Runtime: 50 minutes and 50 seconds.

$ module load singularity
$ NEXTFLOW=/project/isu_gif_vrsc/programs/nextflow
$ $NEXTFLOW run main.nf \
  --genome "test-data/ref/b73_chr1_150000001-151000000.fasta" \
  --reads "test-data/fastq/*_{R1,R2}.fastq.gz" \
  --queueSize 50 \
  --account isu_gif_vrsc \
  -profile slurm,singularity \
  -resume

N E X T F L O W  ~  version 20.07.1
Launching `main.nf` [tiny_cori] - revision: ca139b5b5f
executor >  slurm (155)
[92/cfaf35] process > FastqToSam (BioSample24)       [100%] 27 of 27 ✔
[59/37e2e8] process > MarkIlluminaAdapters (20_Bi... [100%] 27 of 27 ✔
[b3/cc67d6] process > SamToFastq (20_BioSample24_... [100%] 27 of 27 ✔
[46/9d4a5f] process > bwamem2_index (b73_chr1_150... [100%] 1 of 1 ✔
[e4/ad114c] process > bwamem2_mem (20_BioSample24)   [100%] 27 of 27 ✔
[a7/044560] process > CreateSequenceDictionary (b... [100%] 1 of 1 ✔
[50/e81af8] process > samtools_faidx (b73_chr1_15... [100%] 1 of 1 ✔
[67/1c03a5] process > MergeBamAlignment (20_BioSa... [100%] 27 of 27 ✔
[f6/d94e63] process > bedtools_makewindows (b73_c... [100%] 1 of 1 ✔
[49/3a6d6c] process > gatk_HaplotypeCaller (chr1:... [100%] 10 of 10 ✔
[68/e88beb] process > merge_vcf                      [100%] 1 of 1 ✔
[55/66c4cf] process > vcftools_snp_only (first-ro... [100%] 1 of 1 ✔
[92/7bad2f] process > SortVcf (first-round_merged... [100%] 1 of 1 ✔
[0b/e824cf] process > calc_DPvalue (first-round_m... [100%] 1 of 1 ✔
[a9/33a4f2] process > VariantFiltration (first-ro... [100%] 1 of 1 ✔
[ef/769ed6] process > keep_only_pass (first-round... [100%] 1 of 1 ✔
Completed at: 14-Apr-2021 01:03:12
Duration    : 50m 50s
CPU hours   : 6.4
Succeeded   : 155
See example run on Nova HPC - last update: 14 April 2021

Runtime: 1 hour 46 minutes and 17 seconds.

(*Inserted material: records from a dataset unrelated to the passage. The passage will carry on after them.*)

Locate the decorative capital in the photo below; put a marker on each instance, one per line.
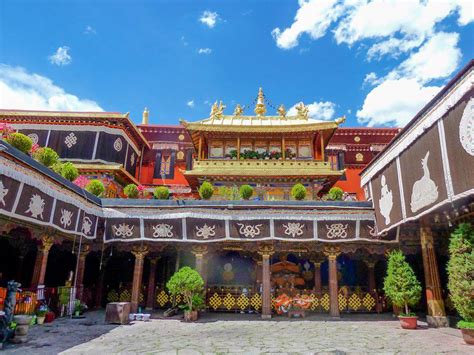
(199, 250)
(331, 252)
(47, 242)
(85, 249)
(139, 251)
(266, 250)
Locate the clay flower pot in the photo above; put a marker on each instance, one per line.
(190, 316)
(468, 336)
(408, 322)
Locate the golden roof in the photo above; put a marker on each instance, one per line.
(301, 122)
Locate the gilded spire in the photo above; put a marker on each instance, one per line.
(260, 108)
(145, 116)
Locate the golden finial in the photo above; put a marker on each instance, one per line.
(238, 110)
(302, 110)
(282, 111)
(341, 119)
(145, 116)
(260, 108)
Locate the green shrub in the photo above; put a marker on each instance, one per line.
(67, 170)
(335, 193)
(401, 284)
(46, 156)
(206, 190)
(246, 191)
(461, 270)
(462, 324)
(161, 192)
(95, 187)
(20, 142)
(131, 191)
(298, 192)
(188, 283)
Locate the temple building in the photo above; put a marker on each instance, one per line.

$ module load gcc/7.3.0-xegsmw4 nextflow
$ module load singularity
$ nextflow run main.nf \
  --genome "test-data/ref/b73_chr1_150000001-151000000.fasta" \
  --reads "test-data/fastq/*_{R1,R2}.fastq.gz" \
  --queueSize 25 \
  -profile slurm,singularity \
  -resume

N E X T F L O W  ~  version 20.07.1
Launching `main.nf` [condescending_monod] - revision: ca139b5b5f
executor >  slurm (155)
[5c/b08536] process > FastqToSam (BioSample04)       [100%] 27 of 27 ✔
[88/46d321] process > MarkIlluminaAdapters (27_Bi... [100%] 27 of 27 ✔
[96/200ac5] process > SamToFastq (21_BioSample24_... [100%] 27 of 27 ✔
[4c/8735b5] process > bwamem2_index (b73_chr1_150... [100%] 1 of 1 ✔
[86/06740e] process > bwamem2_mem (21_BioSample24)   [100%] 27 of 27 ✔
[c0/3e6521] process > CreateSequenceDictionary (b... [100%] 1 of 1 ✔
[e2/856737] process > samtools_faidx (b73_chr1_15... [100%] 1 of 1 ✔
[25/529408] process > MergeBamAlignment (21_BioSa... [100%] 27 of 27 ✔
[40/ca5ca7] process > bedtools_makewindows (b73_c... [100%] 1 of 1 ✔
[8a/0d6f00] process > gatk_HaplotypeCaller (chr1:... [100%] 10 of 10 ✔
[96/0b957b] process > merge_vcf                      [100%] 1 of 1 ✔
[96/1f9848] process > vcftools_snp_only (first-ro... [100%] 1 of 1 ✔
[60/edb33d] process > SortVcf (first-round_merged... [100%] 1 of 1 ✔
[b0/372a4e] process > calc_DPvalue (first-round_m... [100%] 1 of 1 ✔
[f3/cfb966] process > VariantFiltration (first-ro... [100%] 1 of 1 ✔
[86/024c8b] process > keep_only_pass (first-round... [100%] 1 of 1 ✔
Completed at: 14-Apr-2021 02:17:48
Duration    : 1h 46m 17s
CPU hours   : 6.6
Succeeded   : 155

Example run for RNAseq data

see example run on NOVA hpc - last update: 8 august 2023

runtime: 4 hours 38 minutes and 54 seconds.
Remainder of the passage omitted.